The One Horse Race


It’s only a bit of fun. Yet strangely, it’s an essential part of out nation’s psyche. The Melbourne Cup, the Horse Race That Stops A Nation. It’s a day when a non-gambler like me will buy a ticket in a sweepstake, and take an interest in the winner of the race at Flemington.
But even when I lived in Melbourne, I never roused more interest than that. If anything, the second Tuesday in November brings out my inner wowser, and I feel sorry for the millions who prop up the alcohol industry today, when it may be the only thing they are capable of propping up.
We look back in 2014 fifty years to zoos where proud lions where imprisoned in tiny cages in which they could barely turn around, and felt sad because their coats were mangy and there was defeat in their eyes. Today’s zoos with savannah spaces and artificial dens lions can seek out are much better. We can feel some pride ourselves that we care for lions much better and that our zoos are becoming 21st Century Noah’s Arks conserving endangered species.
Another century and a half earlier our great-great grandfathers gathered to stir up roosters to scratch and peck each other to death while howling humans urged them on to greater acts of blood-letting. In the time of the first Queen Elizabeth, bears were pitted against each other in the ring. Are we not now so much more humane in the way we treat animals?
The excuse then was that the animals enjoyed it. Maybe the animals did take some pleasure in pleasing the men who had fed and cared for them, preparing for them to take to the ring. Maybe they did. But maybe, if you could give them the whole choice, the animals would have preferred not to be there at all.
Of course, today’s horse-racing industry is highly regulated, and vets and stewards put a stop to egregious cruelty.
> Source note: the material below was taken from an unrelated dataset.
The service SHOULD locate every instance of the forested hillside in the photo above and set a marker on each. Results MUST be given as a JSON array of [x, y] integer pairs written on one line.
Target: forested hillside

But in another hundred years, we may look back at the way we bred horses for racing, horses with ankles as slender as humans’ so they break down, horses who are temperamental, for some reason objecting to running against the herd when nature wants them to run with it, and with some pride in ourselves for stopping the cruel business of making animals race for the pleasure of humans.
Then we will say proudly, we are the Nation that Stopped the Horse Race.
But I can’t say that today, can I?

Author: Ted Witham

Husband and father, Grandfather.Franciscan, writer and Anglican priest.

One thought on “The One Horse Race”

  1. I agree with your sentiments on this Ted. Sometimes I am tempted to become a vegetarian as well – I just try not to think about our habitual approach to our diets.